Wave period, swell period, interval—they all mean the same thing, and understanding this number is key to reading a surf forecast.
That’s because so much of surfing is based on physics: wind velocity, wind direction, swell energy, and of course, surfing itself. The wave period is the magic number that ties it all together into a single snapshot to predict what the waves will be doing in any given surf spot.
But how can you interpret that number to decide whether or not to paddle out? Let’s dive in.
What is a wave period?
To put it simply, a wave period is the time it takes for two successive crests in a swell to pass a specified point. The wave period is measured in seconds—for example, one wave every eight seconds.
This is easier to understand if you can picture it manually. Let’s say you’re at the beach and there’s a boat anchored beyond the breaking zone. You can count the seconds between one wave going under the boat and the next. Or, the seconds between one wave hitting a rock and the next, or one wave passing a buoy to the next—and that would give you an approximate wave period.
In fact, thousands of ocean buoys dotted around the world are used to calculate a whole range of weather variables, and they’re particularly useful when they’re located near a surf spot and can give us some intel on the wave direction, wave height, and wave period for that area.
When it comes to wave periods, these numbers show up in swell charts as anywhere from 1 to 20 seconds or more.
Why numbers—plural? Because there are often multiple sets of waves in the ocean at any given time, and they can all influence the surf conditions at a local break.
Why is the wave period important?
The holy grail for surfers is a long-period wave—what’s known as a ground swell. (Here’s a breakdown of how swells are formed, if you want to go into it further.)
That’s because the longer the wave period, the farther out to sea the waves were generated. This gives them more time to harness energy and pick up speed as they travel vast distances across the ocean. When long-period waves finally reach the shore, they’re generally larger, steeper, and cleaner, and form organized sets that make it easier to predict where and how the waves will break.
On the other hand, if you know that a shorter wave period is coming in, you can assume the waves will be weaker, slower, or smaller, which is typical of wind swell vs. ground swell.
What do different wave periods mean?
Every surf forecast will show wave periods as part of its swell chart. While these are the magic numbers you should know, there isn’t a single “magic” number to look for—it all depends on the types of waves you want to surf and the characteristics of your local surf break.
Reef and point breaks generally need longer wave periods to really come alive, while the same long-period waves will often close out quickly at beach breaks.

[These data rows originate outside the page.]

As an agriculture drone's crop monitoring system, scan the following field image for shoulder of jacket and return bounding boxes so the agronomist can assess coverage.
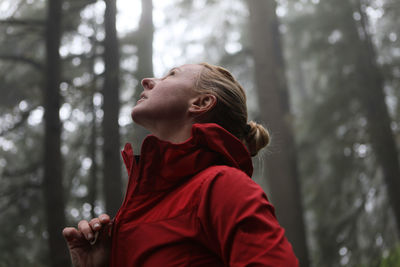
[192,165,254,190]
[197,165,247,177]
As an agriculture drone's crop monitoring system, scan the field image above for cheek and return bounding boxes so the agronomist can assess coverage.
[131,93,189,121]
[154,96,189,115]
[152,89,191,111]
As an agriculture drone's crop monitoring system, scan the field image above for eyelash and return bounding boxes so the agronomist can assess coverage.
[161,70,175,80]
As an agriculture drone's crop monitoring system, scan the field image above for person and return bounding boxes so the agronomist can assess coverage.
[62,63,299,266]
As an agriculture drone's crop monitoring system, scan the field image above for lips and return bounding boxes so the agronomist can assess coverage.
[137,93,147,103]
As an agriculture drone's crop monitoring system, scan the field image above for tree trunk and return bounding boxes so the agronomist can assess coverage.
[43,0,69,266]
[89,36,99,218]
[246,0,310,266]
[102,0,122,216]
[136,0,154,87]
[133,0,154,150]
[89,90,98,218]
[347,0,400,237]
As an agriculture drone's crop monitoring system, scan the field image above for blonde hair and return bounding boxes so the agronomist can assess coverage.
[195,63,270,156]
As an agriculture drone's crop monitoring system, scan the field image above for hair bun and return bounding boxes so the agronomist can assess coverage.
[245,121,270,156]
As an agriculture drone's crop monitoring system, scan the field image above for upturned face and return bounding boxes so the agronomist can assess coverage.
[131,64,204,130]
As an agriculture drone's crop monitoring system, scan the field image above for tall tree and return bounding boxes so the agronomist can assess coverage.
[246,0,310,266]
[135,0,154,93]
[283,0,400,264]
[43,0,69,266]
[88,34,100,218]
[133,0,154,149]
[345,0,400,237]
[102,0,123,216]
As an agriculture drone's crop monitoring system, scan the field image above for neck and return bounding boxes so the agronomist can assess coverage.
[149,121,194,144]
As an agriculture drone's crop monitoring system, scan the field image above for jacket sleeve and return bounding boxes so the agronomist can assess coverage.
[197,167,299,267]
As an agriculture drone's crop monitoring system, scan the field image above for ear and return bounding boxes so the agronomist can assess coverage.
[188,94,217,117]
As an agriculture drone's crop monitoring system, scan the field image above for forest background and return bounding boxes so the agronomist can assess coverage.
[0,0,400,266]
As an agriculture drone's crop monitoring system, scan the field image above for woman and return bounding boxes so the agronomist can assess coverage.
[63,63,299,266]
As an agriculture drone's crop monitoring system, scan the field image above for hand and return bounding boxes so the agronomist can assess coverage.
[62,214,113,267]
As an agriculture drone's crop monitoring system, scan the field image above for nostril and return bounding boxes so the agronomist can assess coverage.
[141,78,154,90]
[141,78,148,88]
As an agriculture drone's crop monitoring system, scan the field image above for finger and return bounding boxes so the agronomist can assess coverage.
[104,220,114,237]
[88,231,99,245]
[62,227,83,242]
[94,220,113,243]
[98,214,111,224]
[90,219,112,246]
[89,218,101,231]
[78,220,94,241]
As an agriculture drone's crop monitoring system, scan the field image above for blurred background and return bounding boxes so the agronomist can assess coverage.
[0,0,399,266]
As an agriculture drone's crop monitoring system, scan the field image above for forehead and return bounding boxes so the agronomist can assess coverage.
[179,64,203,71]
[171,64,203,76]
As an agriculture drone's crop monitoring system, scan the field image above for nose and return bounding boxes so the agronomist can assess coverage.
[141,78,156,90]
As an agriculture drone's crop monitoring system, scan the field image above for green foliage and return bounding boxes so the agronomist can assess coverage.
[379,244,400,267]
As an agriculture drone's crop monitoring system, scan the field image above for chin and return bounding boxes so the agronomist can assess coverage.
[131,110,147,128]
[131,111,139,123]
[131,109,139,122]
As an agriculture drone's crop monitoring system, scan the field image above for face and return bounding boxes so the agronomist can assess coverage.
[131,64,203,130]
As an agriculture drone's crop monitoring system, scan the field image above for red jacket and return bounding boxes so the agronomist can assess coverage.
[111,123,298,266]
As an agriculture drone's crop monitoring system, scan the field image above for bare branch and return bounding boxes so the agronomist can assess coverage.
[0,19,45,27]
[0,54,43,70]
[2,161,41,178]
[0,105,39,137]
[0,180,41,214]
[62,52,96,62]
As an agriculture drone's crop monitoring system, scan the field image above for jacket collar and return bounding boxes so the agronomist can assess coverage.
[121,123,253,193]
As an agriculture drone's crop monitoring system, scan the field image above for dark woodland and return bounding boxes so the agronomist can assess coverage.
[0,0,399,266]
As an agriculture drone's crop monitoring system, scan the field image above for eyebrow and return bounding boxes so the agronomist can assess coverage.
[161,67,182,79]
[168,67,181,73]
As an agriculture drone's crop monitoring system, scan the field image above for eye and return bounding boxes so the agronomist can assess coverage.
[162,69,177,80]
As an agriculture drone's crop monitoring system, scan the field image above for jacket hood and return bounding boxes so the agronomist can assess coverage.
[121,123,253,193]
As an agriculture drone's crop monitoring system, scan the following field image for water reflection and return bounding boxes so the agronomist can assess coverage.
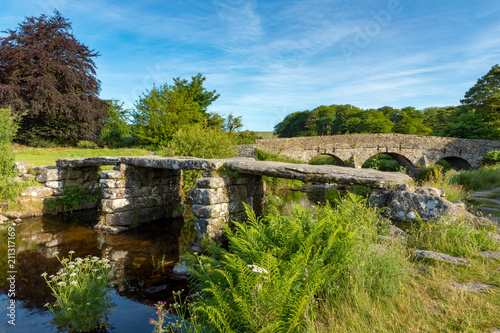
[0,210,194,332]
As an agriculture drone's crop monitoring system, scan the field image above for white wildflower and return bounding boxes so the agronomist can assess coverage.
[68,250,75,254]
[247,264,269,274]
[41,272,48,277]
[58,282,66,287]
[69,273,77,277]
[70,281,78,286]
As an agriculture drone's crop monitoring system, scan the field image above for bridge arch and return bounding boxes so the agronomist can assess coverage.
[360,152,416,174]
[309,153,345,166]
[435,156,472,170]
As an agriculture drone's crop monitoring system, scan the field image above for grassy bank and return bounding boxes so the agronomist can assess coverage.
[14,146,151,166]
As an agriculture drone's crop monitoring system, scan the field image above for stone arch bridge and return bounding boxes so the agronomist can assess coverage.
[255,134,500,172]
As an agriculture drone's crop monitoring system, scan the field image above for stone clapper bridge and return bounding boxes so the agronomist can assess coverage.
[42,155,411,241]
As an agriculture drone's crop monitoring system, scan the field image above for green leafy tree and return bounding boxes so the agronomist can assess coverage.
[305,105,336,135]
[461,64,500,122]
[440,109,498,139]
[423,106,455,135]
[223,113,243,133]
[330,104,364,134]
[0,11,107,145]
[357,109,394,133]
[132,74,218,147]
[100,99,131,147]
[393,107,431,135]
[172,73,220,115]
[378,106,402,124]
[274,111,311,137]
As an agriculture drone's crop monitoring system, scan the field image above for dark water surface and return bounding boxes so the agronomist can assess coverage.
[0,210,194,332]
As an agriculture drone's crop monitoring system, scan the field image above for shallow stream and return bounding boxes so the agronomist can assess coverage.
[0,210,193,332]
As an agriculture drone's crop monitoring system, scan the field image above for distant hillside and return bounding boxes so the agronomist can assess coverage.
[255,132,276,139]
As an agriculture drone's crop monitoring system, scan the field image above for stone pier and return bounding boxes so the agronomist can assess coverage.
[189,174,265,242]
[96,163,184,233]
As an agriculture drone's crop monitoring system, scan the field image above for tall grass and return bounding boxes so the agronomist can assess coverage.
[418,166,468,202]
[407,216,499,258]
[449,164,500,192]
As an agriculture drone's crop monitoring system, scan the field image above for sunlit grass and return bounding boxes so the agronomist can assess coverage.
[14,146,151,166]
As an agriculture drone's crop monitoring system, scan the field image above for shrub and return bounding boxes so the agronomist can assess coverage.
[158,124,237,159]
[46,187,98,213]
[76,140,97,149]
[362,154,400,171]
[480,150,500,166]
[157,125,238,197]
[42,251,115,332]
[255,148,302,164]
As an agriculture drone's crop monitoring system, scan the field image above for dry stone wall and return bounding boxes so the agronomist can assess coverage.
[18,165,100,212]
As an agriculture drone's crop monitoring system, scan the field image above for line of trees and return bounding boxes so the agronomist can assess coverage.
[274,65,500,140]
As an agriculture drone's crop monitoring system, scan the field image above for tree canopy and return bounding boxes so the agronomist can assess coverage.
[461,64,500,123]
[0,11,107,145]
[132,74,219,146]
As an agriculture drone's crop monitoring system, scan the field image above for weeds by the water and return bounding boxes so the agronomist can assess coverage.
[42,251,116,332]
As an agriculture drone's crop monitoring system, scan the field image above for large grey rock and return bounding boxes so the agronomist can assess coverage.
[224,160,411,188]
[192,203,229,218]
[449,282,494,293]
[15,161,34,174]
[371,185,482,224]
[19,186,54,198]
[193,177,227,188]
[36,168,65,182]
[413,250,470,265]
[478,251,500,259]
[189,188,229,205]
[56,156,228,170]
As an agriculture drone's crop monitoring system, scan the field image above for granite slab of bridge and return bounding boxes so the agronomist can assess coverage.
[50,156,411,240]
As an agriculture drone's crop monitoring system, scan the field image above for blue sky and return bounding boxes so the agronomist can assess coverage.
[2,0,500,131]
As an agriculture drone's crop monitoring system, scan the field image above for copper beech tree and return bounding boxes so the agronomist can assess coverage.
[0,11,107,145]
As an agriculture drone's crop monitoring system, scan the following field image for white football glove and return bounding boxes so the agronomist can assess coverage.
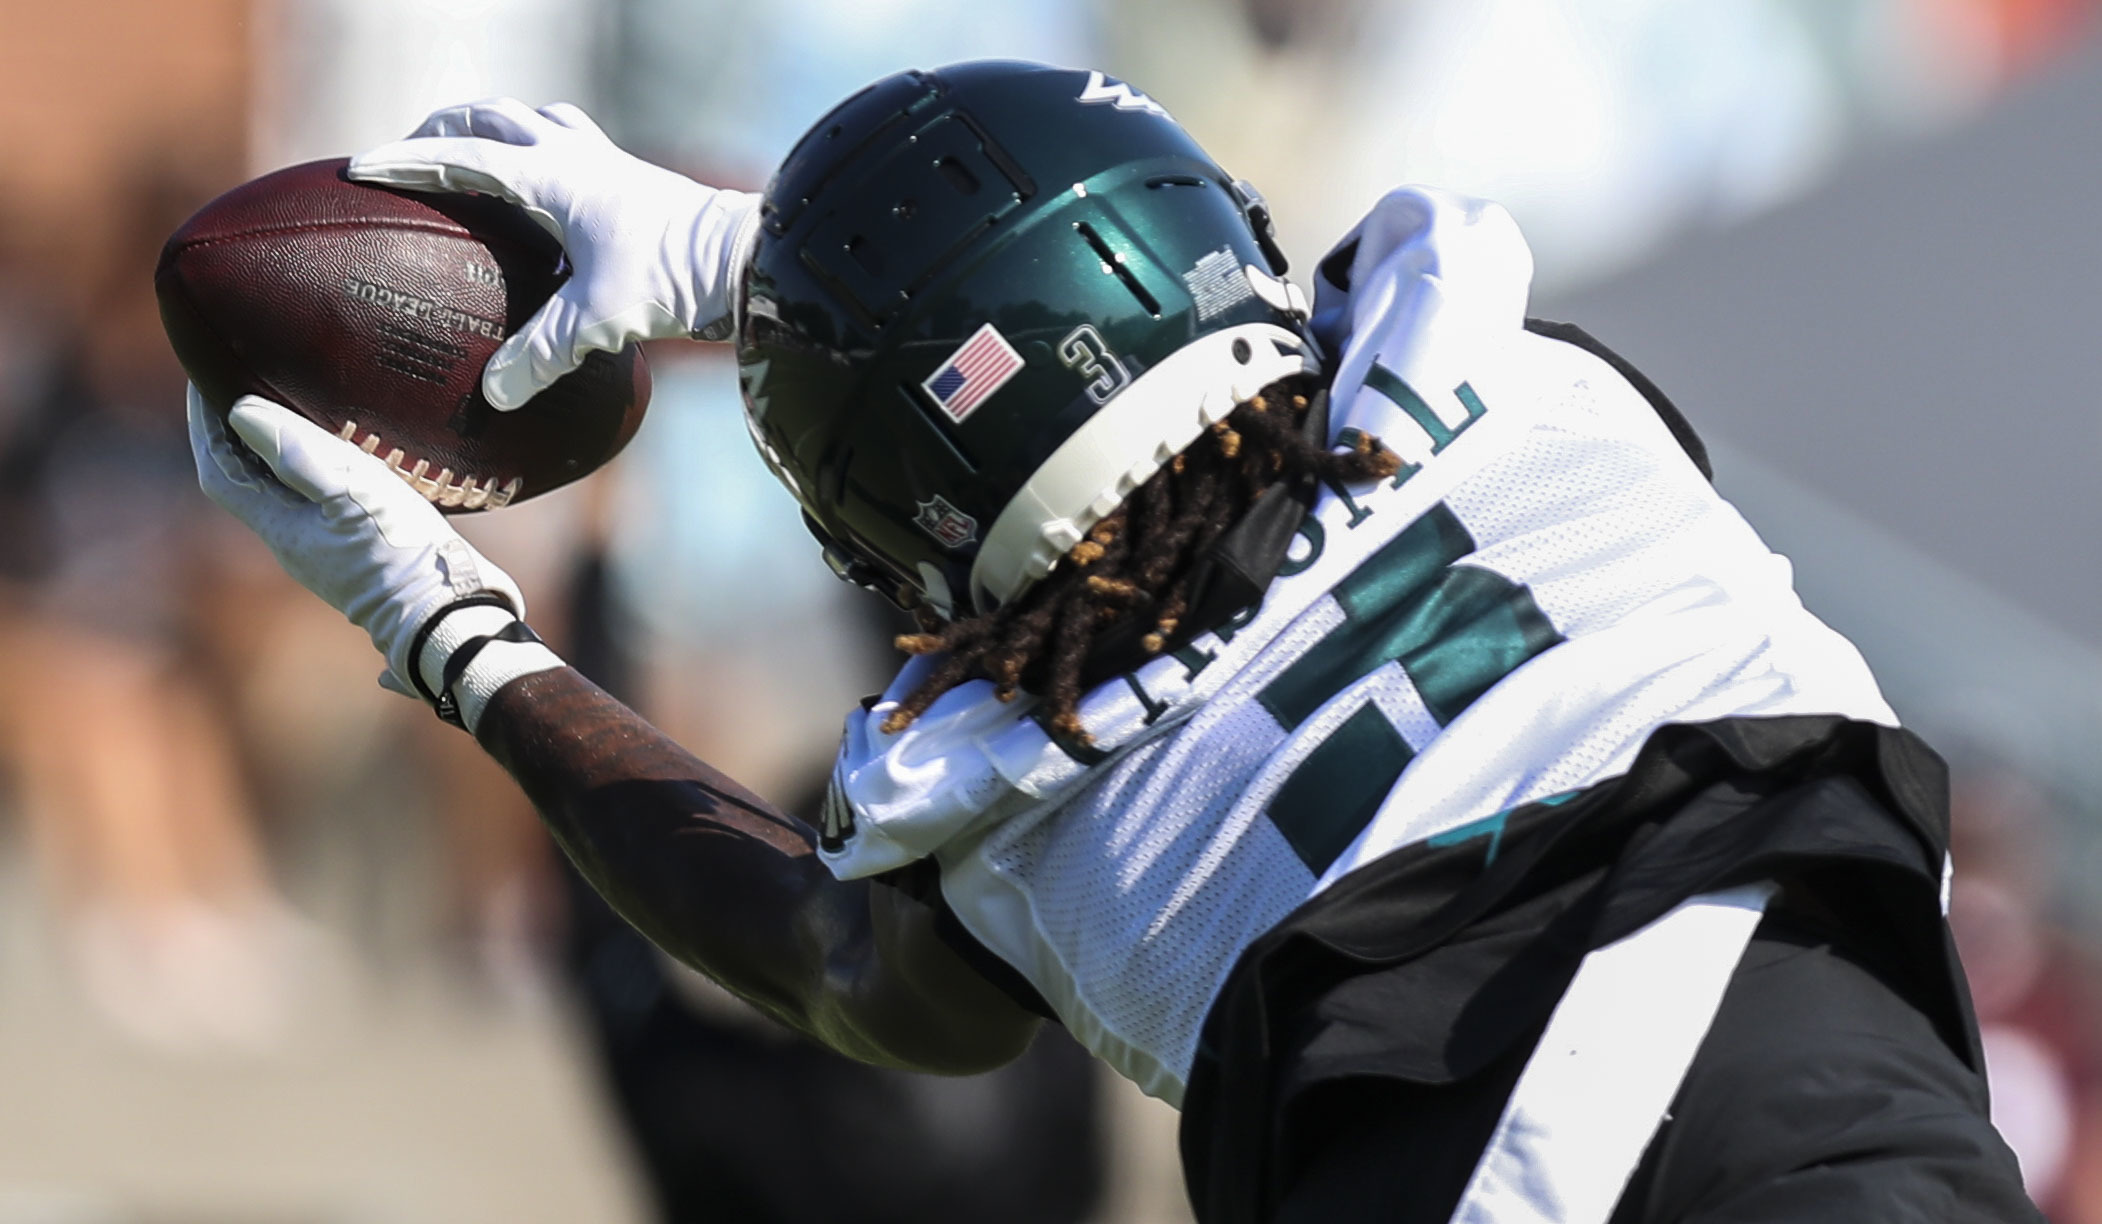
[189,387,562,731]
[348,98,760,411]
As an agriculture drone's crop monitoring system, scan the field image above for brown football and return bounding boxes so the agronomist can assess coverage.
[156,158,650,512]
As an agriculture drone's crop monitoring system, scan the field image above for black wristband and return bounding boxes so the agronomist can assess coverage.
[433,620,546,729]
[404,593,519,706]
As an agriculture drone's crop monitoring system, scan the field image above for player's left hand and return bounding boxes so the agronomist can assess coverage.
[348,98,760,411]
[188,386,527,700]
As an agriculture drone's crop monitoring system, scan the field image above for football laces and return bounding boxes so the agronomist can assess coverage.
[336,419,522,510]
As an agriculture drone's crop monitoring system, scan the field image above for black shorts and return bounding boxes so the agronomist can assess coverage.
[1271,906,2040,1223]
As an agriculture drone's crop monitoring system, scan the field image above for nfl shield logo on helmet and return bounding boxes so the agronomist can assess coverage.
[914,495,979,549]
[922,323,1024,423]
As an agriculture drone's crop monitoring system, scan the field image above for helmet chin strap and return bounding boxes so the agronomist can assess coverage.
[915,563,958,621]
[969,322,1319,615]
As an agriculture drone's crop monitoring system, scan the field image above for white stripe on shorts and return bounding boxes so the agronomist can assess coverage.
[1447,880,1777,1224]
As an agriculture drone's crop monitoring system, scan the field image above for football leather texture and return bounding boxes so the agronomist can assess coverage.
[157,158,650,512]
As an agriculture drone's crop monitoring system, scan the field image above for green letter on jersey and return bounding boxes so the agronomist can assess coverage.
[1361,364,1489,464]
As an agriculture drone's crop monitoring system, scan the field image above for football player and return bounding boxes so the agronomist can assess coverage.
[189,63,2039,1222]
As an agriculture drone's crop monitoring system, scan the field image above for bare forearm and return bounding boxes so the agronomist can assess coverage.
[470,666,1039,1071]
[472,666,856,1032]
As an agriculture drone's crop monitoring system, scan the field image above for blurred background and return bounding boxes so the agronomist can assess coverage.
[0,0,2098,1220]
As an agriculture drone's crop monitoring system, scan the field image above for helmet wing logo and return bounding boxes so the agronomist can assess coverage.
[1076,70,1171,120]
[914,494,979,550]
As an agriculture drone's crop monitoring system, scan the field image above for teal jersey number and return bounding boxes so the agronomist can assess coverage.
[1258,503,1562,874]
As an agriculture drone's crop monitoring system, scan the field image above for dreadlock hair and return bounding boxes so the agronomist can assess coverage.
[882,374,1402,743]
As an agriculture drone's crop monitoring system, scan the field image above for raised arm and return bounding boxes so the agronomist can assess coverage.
[184,100,1042,1071]
[474,666,1039,1071]
[187,390,1038,1074]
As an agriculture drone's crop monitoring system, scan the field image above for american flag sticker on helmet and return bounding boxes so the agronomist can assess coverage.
[922,323,1025,422]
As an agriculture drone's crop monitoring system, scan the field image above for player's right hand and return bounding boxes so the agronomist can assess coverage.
[188,386,555,728]
[349,99,760,412]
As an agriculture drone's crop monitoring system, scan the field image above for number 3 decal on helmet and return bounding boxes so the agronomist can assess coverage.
[1057,325,1131,406]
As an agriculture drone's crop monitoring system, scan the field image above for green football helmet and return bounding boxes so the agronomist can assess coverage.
[737,60,1316,619]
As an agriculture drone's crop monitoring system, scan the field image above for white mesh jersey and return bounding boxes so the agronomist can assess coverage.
[816,187,1896,1106]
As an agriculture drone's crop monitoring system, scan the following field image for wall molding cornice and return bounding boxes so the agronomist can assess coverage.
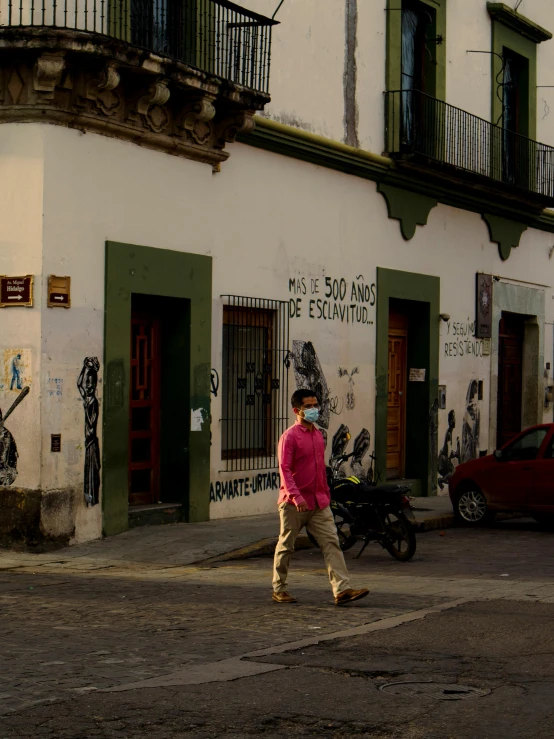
[487,3,552,44]
[239,116,554,241]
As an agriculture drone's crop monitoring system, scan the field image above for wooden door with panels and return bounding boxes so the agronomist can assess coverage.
[129,312,161,505]
[387,311,408,479]
[497,312,524,449]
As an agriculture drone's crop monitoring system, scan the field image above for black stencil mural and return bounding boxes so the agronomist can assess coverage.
[438,410,460,490]
[338,366,359,411]
[332,423,351,458]
[351,428,371,480]
[461,380,481,464]
[291,340,330,429]
[331,424,372,480]
[0,386,30,486]
[78,358,101,507]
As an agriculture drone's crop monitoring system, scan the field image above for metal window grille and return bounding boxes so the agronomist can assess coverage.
[385,89,554,200]
[4,0,277,94]
[221,295,289,472]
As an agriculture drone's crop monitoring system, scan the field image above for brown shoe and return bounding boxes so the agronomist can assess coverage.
[334,588,369,606]
[272,591,297,604]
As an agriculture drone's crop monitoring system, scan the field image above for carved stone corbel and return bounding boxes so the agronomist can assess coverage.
[217,111,256,147]
[182,96,216,145]
[84,62,121,116]
[135,79,171,133]
[33,52,65,99]
[137,79,170,116]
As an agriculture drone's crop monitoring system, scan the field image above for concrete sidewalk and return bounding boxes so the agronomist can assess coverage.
[0,495,455,572]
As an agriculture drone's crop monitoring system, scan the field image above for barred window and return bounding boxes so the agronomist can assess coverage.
[221,296,290,472]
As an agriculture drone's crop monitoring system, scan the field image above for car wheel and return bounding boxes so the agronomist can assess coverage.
[455,487,494,526]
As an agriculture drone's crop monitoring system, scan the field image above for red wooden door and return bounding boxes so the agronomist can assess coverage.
[497,313,524,449]
[387,313,408,479]
[129,313,161,506]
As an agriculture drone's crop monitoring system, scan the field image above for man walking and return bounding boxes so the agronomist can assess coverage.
[272,388,369,606]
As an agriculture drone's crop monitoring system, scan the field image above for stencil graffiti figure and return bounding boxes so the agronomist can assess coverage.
[461,380,481,464]
[438,410,460,490]
[338,366,359,411]
[0,386,30,486]
[351,428,371,481]
[10,354,22,391]
[331,424,351,477]
[291,341,330,429]
[78,357,101,507]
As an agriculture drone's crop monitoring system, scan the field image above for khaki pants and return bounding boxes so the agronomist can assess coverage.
[273,503,351,597]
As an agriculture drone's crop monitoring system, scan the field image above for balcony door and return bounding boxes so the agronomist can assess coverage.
[502,48,530,188]
[401,0,436,150]
[497,313,524,449]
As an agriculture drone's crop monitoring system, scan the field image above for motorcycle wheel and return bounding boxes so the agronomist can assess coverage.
[306,510,357,552]
[382,510,417,562]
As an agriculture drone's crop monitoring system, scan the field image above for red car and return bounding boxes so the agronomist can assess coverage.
[448,424,554,526]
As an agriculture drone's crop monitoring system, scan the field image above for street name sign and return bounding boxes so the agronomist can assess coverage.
[47,275,71,308]
[0,276,33,307]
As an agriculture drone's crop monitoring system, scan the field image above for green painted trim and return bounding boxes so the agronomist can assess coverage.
[386,0,447,100]
[482,213,528,260]
[487,4,552,44]
[491,16,537,139]
[103,242,212,537]
[240,116,392,179]
[377,183,438,240]
[376,268,440,497]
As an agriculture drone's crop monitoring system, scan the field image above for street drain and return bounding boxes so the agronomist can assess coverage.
[379,681,491,701]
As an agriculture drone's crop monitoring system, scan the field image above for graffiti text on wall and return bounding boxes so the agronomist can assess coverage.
[210,472,281,503]
[444,319,486,358]
[289,274,376,326]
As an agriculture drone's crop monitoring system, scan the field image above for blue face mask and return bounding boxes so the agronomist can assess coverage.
[302,408,319,424]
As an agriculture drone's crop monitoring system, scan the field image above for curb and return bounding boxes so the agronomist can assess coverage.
[207,514,456,563]
[413,513,456,533]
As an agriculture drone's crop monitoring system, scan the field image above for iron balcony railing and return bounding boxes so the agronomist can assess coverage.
[385,89,554,200]
[3,0,277,93]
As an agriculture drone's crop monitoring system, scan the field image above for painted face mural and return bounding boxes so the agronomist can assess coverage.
[461,380,481,465]
[78,357,101,507]
[0,386,30,486]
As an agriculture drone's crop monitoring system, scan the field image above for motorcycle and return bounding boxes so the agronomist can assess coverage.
[307,451,417,561]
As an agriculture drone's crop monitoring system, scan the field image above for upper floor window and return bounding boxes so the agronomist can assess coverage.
[401,0,437,96]
[221,296,289,472]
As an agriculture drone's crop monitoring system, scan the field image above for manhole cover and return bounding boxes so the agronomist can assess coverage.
[379,681,491,701]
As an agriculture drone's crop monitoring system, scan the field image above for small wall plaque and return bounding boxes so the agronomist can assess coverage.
[439,385,446,409]
[0,275,33,307]
[47,275,71,308]
[51,434,61,452]
[409,368,426,382]
[476,273,493,338]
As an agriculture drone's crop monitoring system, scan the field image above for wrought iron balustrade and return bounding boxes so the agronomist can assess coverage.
[3,0,277,92]
[385,89,554,200]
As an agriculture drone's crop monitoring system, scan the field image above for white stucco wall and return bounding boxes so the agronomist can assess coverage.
[0,126,44,491]
[1,123,549,534]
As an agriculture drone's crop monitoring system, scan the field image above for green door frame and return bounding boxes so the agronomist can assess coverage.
[375,267,440,496]
[103,241,212,537]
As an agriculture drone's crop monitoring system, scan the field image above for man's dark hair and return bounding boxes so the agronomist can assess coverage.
[291,388,318,409]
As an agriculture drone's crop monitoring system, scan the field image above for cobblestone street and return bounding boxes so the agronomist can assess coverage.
[2,518,554,737]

Knowing what wave period works best for your surf spot will come with time and observation. But, the chart below can serve as a good starting point for interpreting the wave periods on your local surf report.
|Wave period||What this means for surf|
|1 to 4 seconds||Forget about it—this swell is so small and weak that it can almost never be surfed. Waves in this range are typically caused by strong local winds and appear lumpy and choppy without any sort of order.|
|5 to 6 seconds||These waves are still in the early stages of being formed, and much of what’s described for 1- to 4-second intervals holds true for this range as well. Strong onshore winds make for subpar surfing, but occasionally you might find the odd, weak, surfable wave if you’re really desperate.|
|7 to 9 seconds||This is a decent windswell producing average surf, but nonetheless the waves are considered ridable, especially for areas that don’t get great surf. If you’re lucky, a change in wind direction may improve the quality of the waves, so offshore conditions are possible if you stick it out.|
|10 to 12 seconds||In this range, the swells are starting to move away from the storms that created them, traveling some distance in the open ocean before they break. Waves produced by mid-period (or medium-distance) swells are often quite good, and can offer some of the best surf on sandy beaches.|
|13 to 15 seconds||This interval range is where we enter groundswell territory—the clean, organized sets coming in from faraway storms, but without the strong winds that created them. This means the surf is typically calm yet powerful, with defined waves that look a lot more lined up. If everything else falls in place, you’ll see some epic waves. Get out there!|
|16+ seconds||Swells in this range are generated by super distant, extremely powerful storms. They often travel across the largest oceans to reach the beach, picking up an incredible amount of speed and energy. At the right spot, the surf will be large and in charge! But, these big wave periods don’t always equate to epic waves, and only certain point and reef breaks can handle such high-energy swells.|
Like I mentioned, this chart is merely a starting point to help you decipher what all those different intervals mean. Remember that a shorter-period swell could actually be good training ground for beginners even though experienced surfers might call it flat; and a pumping 15-second swell has all the hardcore surfers paddling out but those same conditions could be dangerous for someone who’s still improving.
There’s much more to a quality surf session than the wave period, which is why surf forecasts also include other useful bits of info like wind speed, swell height, swell direction, and weather.